Finally, it’s important to continue to be flexible and adaptable to the insights your first 100 customers give you. These are still early days—and it’s better to learn what customers really want than to deliver the wrong solution at scale.
How to Scale From 100 to 1,000: Building On Your Success
Once you pass the 100-customer mark, it’s easy to rest on your laurels. You might feel confident you’ve figured things out. But on the way to your first 1,000 customers, problems will arise. Things will start to break.
Your little startup needs to become more professional. You’ll need to hire a team that can cover the entire customer lifecycle in some way—sales, marketing, and customer support.

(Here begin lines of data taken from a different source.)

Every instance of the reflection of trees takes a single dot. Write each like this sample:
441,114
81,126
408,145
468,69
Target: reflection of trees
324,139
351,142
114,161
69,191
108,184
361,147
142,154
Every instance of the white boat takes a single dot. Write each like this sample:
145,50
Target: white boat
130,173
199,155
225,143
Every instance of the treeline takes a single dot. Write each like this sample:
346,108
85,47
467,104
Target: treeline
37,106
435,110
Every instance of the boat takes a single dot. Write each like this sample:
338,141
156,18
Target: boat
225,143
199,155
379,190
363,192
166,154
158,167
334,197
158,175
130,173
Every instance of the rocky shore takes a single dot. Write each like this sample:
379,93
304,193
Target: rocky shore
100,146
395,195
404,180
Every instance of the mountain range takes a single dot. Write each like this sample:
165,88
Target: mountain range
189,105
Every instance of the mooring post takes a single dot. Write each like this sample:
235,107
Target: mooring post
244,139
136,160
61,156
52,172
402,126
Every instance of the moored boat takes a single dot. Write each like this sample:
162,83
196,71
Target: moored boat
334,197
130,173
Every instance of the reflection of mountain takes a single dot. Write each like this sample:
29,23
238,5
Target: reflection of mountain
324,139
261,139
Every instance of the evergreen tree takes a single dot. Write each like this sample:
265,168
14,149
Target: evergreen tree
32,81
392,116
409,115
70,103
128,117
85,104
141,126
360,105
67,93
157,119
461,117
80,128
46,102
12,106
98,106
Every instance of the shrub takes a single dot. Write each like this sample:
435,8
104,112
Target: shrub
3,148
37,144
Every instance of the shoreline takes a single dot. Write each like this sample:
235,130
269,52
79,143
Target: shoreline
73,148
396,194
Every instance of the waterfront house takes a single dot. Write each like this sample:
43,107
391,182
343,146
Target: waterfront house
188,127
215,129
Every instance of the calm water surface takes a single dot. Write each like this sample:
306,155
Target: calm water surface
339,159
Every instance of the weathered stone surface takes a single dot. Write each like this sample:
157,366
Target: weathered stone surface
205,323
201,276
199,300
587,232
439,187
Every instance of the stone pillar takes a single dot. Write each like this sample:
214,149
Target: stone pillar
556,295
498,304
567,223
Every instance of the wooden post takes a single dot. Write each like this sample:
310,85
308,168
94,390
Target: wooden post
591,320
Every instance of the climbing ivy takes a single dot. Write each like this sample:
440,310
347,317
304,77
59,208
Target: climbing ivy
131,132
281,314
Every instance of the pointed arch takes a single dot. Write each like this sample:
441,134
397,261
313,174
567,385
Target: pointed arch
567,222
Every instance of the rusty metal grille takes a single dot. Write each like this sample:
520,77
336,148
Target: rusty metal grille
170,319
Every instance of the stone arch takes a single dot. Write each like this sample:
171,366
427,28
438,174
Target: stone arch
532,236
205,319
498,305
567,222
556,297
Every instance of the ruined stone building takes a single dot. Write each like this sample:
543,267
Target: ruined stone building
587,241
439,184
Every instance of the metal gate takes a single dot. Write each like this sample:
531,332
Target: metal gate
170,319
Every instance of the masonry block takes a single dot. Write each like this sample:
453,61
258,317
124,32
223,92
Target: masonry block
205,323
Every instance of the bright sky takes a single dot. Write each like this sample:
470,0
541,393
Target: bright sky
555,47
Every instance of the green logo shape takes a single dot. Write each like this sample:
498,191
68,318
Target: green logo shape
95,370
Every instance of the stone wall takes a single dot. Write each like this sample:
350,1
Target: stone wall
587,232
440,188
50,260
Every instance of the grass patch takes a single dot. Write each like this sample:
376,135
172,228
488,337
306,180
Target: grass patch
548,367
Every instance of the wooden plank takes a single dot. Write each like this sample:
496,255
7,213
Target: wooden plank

You’ll also need to scale internal operations and processes to jordan telegram data bring some kind of order to the chaos. Growing to 1,000 customers is exciting, sure. But let’s be real: It can also be chaotic as hell if you don’t have operations-minded folks steering the ship.
Here, you’re going to learn more and more about what the business will look like in the long term. While you don’t usually have to worry about your first 100 customers churning, you’ll need to find answers for the inevitable churn that arises on the road to 1,000.
At this point, customer retention will become equally as important as customer acquisition.
Maybe you’ve figured out what it takes to get a customer—now, what does it take to keep a customer? What makes them renew their subscriptions after a year? Is your solution still addressing their problems well enough? Or are they shopping around for alternatives?
If you ask me, this stage is where the truly deep learning begins.